O fantástico é abordado
com ligeireza e distanciamento. Não é o autor que fabrica os vampiros; é a
imaginação das suas personagens! Trata-se de uma fantasia muito ao gosto
barroco, com cenas encadeadas umas nas outras, e que atinge o seu delírio (nos
dias de hoje utilizaríamos o adjectivo psicadélico) na Villa d’Urgina, a “casa
do diabo”. Mas se o escritor encara o tema como um licencioso divertimento
teatral, isso não impede Ribarenko de se encontrar à beira da loucura: “Trabalhei
com aplicação, aquele esforço distraía-me; mas a mais pequena recordação da
minha estada em Como continuava a fazer-me arrepiar de pavor.
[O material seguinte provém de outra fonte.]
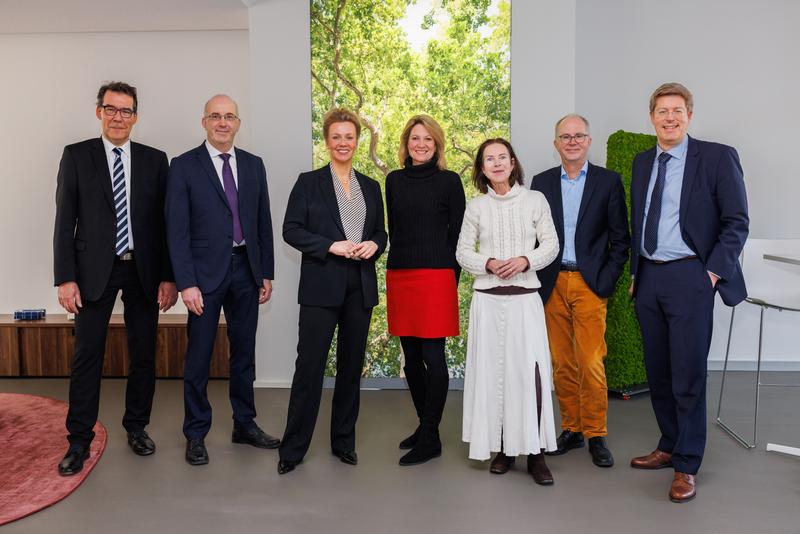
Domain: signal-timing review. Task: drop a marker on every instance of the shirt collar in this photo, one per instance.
(678, 151)
(582, 174)
(109, 146)
(213, 152)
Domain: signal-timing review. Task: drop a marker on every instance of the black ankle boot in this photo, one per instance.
(428, 446)
(539, 471)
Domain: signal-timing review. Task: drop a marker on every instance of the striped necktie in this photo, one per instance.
(654, 211)
(120, 203)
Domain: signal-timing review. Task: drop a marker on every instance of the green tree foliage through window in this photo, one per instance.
(362, 58)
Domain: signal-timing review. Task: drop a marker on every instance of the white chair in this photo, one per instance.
(772, 284)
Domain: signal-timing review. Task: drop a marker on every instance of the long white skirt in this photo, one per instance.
(507, 337)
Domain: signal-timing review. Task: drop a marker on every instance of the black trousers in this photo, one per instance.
(675, 307)
(427, 376)
(238, 296)
(91, 326)
(317, 325)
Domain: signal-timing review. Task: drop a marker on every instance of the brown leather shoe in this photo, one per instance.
(683, 488)
(655, 460)
(501, 464)
(539, 471)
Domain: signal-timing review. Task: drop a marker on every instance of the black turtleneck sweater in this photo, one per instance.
(425, 207)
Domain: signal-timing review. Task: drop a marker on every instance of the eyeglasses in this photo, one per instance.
(567, 139)
(502, 158)
(110, 111)
(663, 113)
(216, 117)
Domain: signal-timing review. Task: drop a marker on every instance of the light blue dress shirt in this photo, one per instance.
(571, 194)
(671, 245)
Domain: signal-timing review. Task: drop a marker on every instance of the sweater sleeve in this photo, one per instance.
(468, 257)
(543, 255)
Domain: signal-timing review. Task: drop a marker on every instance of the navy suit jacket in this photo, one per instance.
(713, 211)
(85, 233)
(601, 236)
(312, 224)
(200, 222)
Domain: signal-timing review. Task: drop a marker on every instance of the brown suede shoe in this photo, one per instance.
(539, 471)
(501, 464)
(683, 488)
(655, 460)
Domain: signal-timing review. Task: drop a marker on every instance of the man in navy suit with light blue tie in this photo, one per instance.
(219, 233)
(690, 222)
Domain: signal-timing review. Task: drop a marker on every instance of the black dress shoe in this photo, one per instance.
(256, 437)
(140, 443)
(501, 464)
(539, 471)
(601, 456)
(566, 441)
(428, 447)
(196, 453)
(347, 457)
(410, 441)
(73, 460)
(285, 466)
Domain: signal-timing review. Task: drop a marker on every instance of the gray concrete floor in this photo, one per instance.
(739, 491)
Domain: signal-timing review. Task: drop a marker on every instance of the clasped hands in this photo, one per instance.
(506, 269)
(347, 249)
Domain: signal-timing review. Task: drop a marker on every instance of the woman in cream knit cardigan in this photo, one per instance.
(507, 403)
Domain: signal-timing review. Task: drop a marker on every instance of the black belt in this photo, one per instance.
(664, 262)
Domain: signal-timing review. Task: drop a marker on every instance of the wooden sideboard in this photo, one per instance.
(45, 347)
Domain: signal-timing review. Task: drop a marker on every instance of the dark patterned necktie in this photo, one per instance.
(120, 203)
(233, 196)
(654, 212)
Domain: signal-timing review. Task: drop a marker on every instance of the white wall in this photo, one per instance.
(48, 93)
(738, 57)
(280, 59)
Acredite que
ainda hoje me acontece não ter sossego e não saber como fugir dessa recordação!
Persegue-me por todo o lado, rói-me a mente como um verme, há momentos em que
estou mesmo tentado a pôr termo à vida só para me livrar dela!”
“A família do
vampiro”, escrito dois anos antes, obedece ao mesmo dispositivo distanciador:
um velho marquês, numa recepção em casa duma princesa em Viena, entretém as
convidadas com aventuras da sua juventude, mais propriamente a da sua paixão
por Zdenka, uma bela camponesa sérvia que conheceu durante uma campanha de
trabalho nos Balcãs. Neste conto menos elaborado, há uma óbvia influência do
folclore alusivo ao tema, mas o que parece importar a Tólstoi é o espírito
setecentista de um avozinho galante, com um “feitio puramente juvenil” e que
ainda se lembra de como eram os tempos antes da Revolução Francesa: “Naquela época,
a mitologia fascinava todas as mentes, e também eu não tinha a pretensão de me
adiantar ao meu século. Desde então tudo mudou, e nos tempos bastante recentes a Revolução, ao suprimir as
recordações do paganismo, juntamente com a fé cristã, colocou no seu lugar a
deusa Razão.”
É exactamente essa dita supressão das recordações do paganismo que é
satirizada. Em ambas as narrativas, Tólstoi está perfeitamente consciente de
que na sociedade por ele habitada o intervalo entre as ideias da “deusa razão”
e as crenças de um imaginário desacreditado, seja ele pagão ou cristão, é
suficientemente largo para os “vurdalaques” invadirem as aldeias e os “upires”
estalarem a língua nos bailes de sociedade.